Based on ethnographic investigation, Woolard analyzes the place of authority and authenticity in people's understanding of language and social order, particularly as these concepts are understood in Catalonia related to changes in the national language project and the status of Catalan and Castilian in contemporary Catalonia after thirty years of political autonomy within Spain. In relation to the media coverage of Catalonia, Woolard explains how there is a tendency for coverage to point to Catalonia's distinct language and culture, to demonstrate backwardness in the country. Woolard's research looks at how the media does not capture the linguistic dynamics of Catalan identity or the sovereignty movement adequately, which she addresses in her book, Singular and Plural: Ideologies of Linguistic Authority in 21st Century Catalonia which was written in 2016.

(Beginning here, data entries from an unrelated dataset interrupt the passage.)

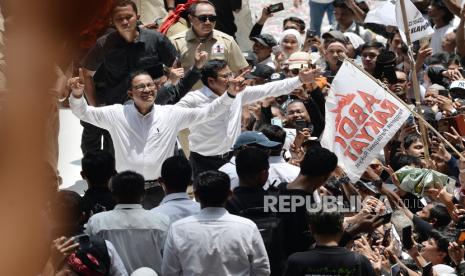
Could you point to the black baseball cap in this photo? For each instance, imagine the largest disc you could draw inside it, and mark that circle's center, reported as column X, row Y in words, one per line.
column 266, row 40
column 250, row 57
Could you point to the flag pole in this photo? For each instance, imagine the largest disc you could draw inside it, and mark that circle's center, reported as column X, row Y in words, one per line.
column 420, row 118
column 416, row 86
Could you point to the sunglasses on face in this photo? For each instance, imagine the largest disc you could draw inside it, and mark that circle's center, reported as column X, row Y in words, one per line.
column 204, row 18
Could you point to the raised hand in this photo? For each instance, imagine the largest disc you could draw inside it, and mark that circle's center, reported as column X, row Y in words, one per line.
column 200, row 57
column 237, row 84
column 309, row 75
column 76, row 84
column 60, row 249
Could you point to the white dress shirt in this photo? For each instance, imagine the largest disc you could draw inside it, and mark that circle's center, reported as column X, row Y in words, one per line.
column 143, row 142
column 215, row 243
column 116, row 264
column 177, row 206
column 137, row 235
column 438, row 35
column 217, row 136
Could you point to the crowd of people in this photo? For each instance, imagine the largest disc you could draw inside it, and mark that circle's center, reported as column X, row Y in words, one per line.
column 191, row 147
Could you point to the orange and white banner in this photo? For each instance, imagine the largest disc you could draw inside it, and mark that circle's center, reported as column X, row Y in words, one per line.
column 361, row 117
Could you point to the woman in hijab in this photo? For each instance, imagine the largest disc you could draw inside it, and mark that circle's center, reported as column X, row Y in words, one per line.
column 290, row 42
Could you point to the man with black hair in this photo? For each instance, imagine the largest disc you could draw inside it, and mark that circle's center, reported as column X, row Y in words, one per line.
column 129, row 225
column 247, row 139
column 247, row 200
column 176, row 174
column 327, row 257
column 430, row 217
column 150, row 129
column 116, row 54
column 316, row 167
column 280, row 170
column 413, row 145
column 214, row 237
column 210, row 143
column 442, row 19
column 345, row 21
column 434, row 251
column 291, row 22
column 203, row 19
column 369, row 53
column 97, row 169
column 333, row 51
column 252, row 169
column 66, row 221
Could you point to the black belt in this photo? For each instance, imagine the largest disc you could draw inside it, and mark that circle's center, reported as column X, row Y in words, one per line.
column 226, row 155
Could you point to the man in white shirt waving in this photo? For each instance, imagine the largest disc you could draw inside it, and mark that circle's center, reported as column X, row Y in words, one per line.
column 144, row 134
column 210, row 143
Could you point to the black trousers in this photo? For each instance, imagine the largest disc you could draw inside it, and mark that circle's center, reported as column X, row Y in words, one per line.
column 201, row 163
column 91, row 139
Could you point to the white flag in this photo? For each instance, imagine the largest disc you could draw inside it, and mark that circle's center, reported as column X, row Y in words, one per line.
column 418, row 26
column 361, row 117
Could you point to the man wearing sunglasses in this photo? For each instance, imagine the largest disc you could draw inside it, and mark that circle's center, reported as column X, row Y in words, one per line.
column 203, row 19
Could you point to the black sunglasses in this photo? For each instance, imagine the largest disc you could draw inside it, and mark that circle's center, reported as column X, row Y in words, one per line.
column 204, row 18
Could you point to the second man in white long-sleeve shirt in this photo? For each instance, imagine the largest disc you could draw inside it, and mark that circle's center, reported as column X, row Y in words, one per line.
column 210, row 142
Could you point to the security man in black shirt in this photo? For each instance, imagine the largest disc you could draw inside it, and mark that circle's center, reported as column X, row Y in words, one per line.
column 118, row 53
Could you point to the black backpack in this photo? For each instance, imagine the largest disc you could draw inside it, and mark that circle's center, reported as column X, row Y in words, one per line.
column 271, row 228
column 98, row 248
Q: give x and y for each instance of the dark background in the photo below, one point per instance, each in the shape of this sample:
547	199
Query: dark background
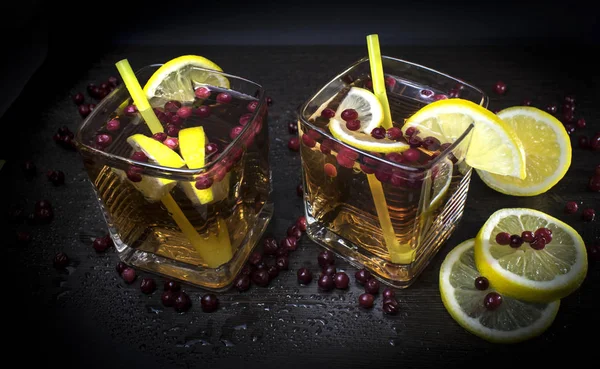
34	30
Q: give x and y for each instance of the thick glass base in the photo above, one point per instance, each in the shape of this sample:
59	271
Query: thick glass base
214	279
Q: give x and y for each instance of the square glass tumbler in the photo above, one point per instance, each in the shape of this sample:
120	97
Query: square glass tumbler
387	217
195	225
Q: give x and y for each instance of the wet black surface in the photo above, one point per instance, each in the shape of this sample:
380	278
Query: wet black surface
88	317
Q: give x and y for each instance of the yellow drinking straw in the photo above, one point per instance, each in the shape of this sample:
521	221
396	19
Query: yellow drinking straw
400	254
210	249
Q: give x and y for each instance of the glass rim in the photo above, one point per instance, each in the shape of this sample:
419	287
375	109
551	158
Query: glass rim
419	167
159	169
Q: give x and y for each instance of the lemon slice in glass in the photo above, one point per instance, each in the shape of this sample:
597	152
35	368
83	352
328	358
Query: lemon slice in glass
494	146
525	273
512	321
154	188
547	150
178	78
192	143
370	114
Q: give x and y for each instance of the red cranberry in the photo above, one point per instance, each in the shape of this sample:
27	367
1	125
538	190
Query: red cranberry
120	267
341	280
130	110
515	241
61	260
290	243
390	306
353	125
325	258
545	233
56	177
571	207
588	214
366	300
372	286
325	282
172	286
594	183
301	223
148	285
182	302
308	141
172	143
388	293
103	140
527	236
101	244
378	133
78	98
224	98
294	143
304	276
328	113
393	133
128	275
482	283
503	238
202	92
168	298
203	111
242	283
500	88
260	277
84	110
209	303
538	243
362	276
329	270
349	114
293	231
282	262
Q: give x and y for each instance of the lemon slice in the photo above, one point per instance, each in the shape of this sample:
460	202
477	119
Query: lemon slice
525	273
547	150
177	79
370	114
494	146
154	188
192	143
513	321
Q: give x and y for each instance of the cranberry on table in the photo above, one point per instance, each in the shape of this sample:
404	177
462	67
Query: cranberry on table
182	302
325	258
362	276
372	286
304	275
242	282
366	300
61	260
168	298
172	286
326	282
148	285
341	280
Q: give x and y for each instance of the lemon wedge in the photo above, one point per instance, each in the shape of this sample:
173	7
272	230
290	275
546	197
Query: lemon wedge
154	188
547	150
494	145
192	143
177	79
513	321
524	273
370	114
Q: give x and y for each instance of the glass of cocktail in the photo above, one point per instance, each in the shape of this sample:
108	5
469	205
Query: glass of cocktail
369	199
187	197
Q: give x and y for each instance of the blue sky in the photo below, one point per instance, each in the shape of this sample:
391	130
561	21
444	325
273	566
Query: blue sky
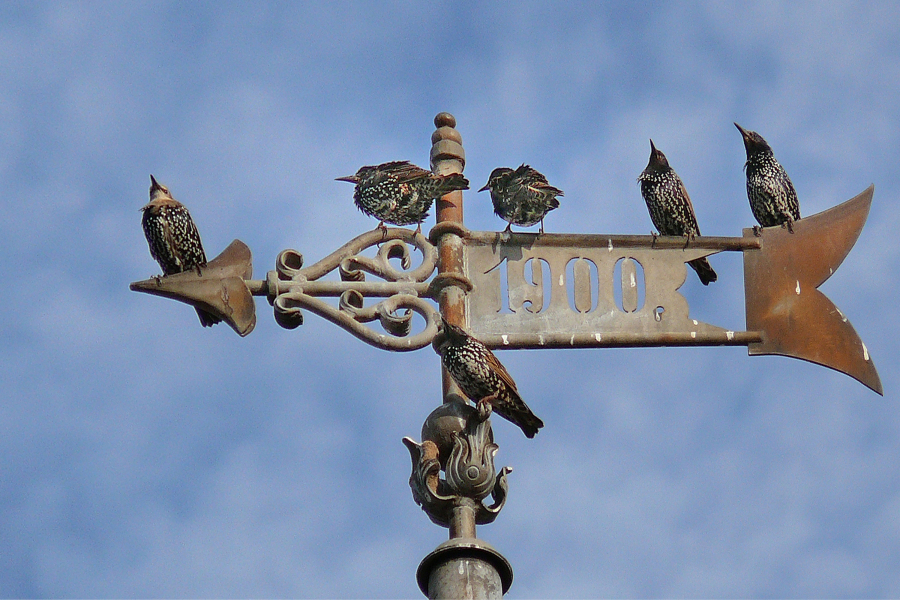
146	457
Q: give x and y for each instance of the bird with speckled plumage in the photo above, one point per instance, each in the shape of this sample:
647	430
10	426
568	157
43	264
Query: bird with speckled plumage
483	379
173	238
773	199
399	192
670	207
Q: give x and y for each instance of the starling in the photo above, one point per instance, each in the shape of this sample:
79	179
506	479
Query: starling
483	379
521	197
173	238
400	192
670	207
769	189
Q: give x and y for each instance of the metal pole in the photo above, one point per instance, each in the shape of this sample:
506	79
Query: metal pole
463	566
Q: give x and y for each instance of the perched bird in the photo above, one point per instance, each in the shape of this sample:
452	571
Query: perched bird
400	192
670	207
521	197
173	238
483	379
769	189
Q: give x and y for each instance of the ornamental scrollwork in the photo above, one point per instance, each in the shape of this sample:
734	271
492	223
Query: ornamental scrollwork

=== Singular and Plural: Ideologies of Linguistic Authority in 21st Century Catalonia ===
In Singular and Plural: Ideologies of Linguistic Authority in Twenty-First Century Catalonia, Woolard analyzes linguistic authority and then applies this analysis to Catalonia's political situation. Through a range of case studies, Woolard demonstrates the changes in Catalan linguistic practices, identities, and ideology. With Catalonia's autonomy within Spain, identities linked to Catalonia and the Catalan language have been questioned and shifted in the last decades. Woolard calls for linguistic anthropologists to recognize the polarization of language ideology, nationalism, and cosmopolitanism in relation to Catalonian politics. Woolard provides a framework to be used on the analysis of linguistic authorities and applies it to the politics of language in Catalonia. She then analyzes how this general framework could be used in analyzing language ideologies in other contexts. Woolard investigates the intersections between language and politics by building on her research relating to how language acquires authority in the public eye. She demonstrates that ideologies of authenticity and anonymity pare underpinned by sociolinguistic naturalism. She argues that Catalan speakers are shifting towards innovative linguistic practices that differ from the naturalistic ideologies. Woolard also looks at the coverage from the United States on Catalonia and the media's 'imbalanced' portrayal. Woolard then looks at how the media's coverage of language and politics is limited by what she calls "mainstream and unionist Spanish media." Woolard's book won the Society for Linguistic Anthropology Edward Sapir Book Prize in 2017.

===Selected publications===

- 1989. Double Talk: Bilingualism and the Politics of Ethnicity in Catalonia. Stanford: Stanford University Press.
- 1992. Identitat i contacte de llengües a Barcelona. Barcelona: Edicions de la Magrana.
- Bambi Schieffelin, Kathryn Woolard and Paul Kroskrity (eds). 1998. Language Ideologies: Practice and Theory New York: Oxford University Press.
- Susan Gal and Kathryn Woolard. 2001. Languages and Publics: The Making of Authority. Manchester: St. Jerome Publishing.
- 2016. Singular and Plural: Ideologies of Linguistic Authority in 21st Century Catalonia. Oxford: Oxford University Press.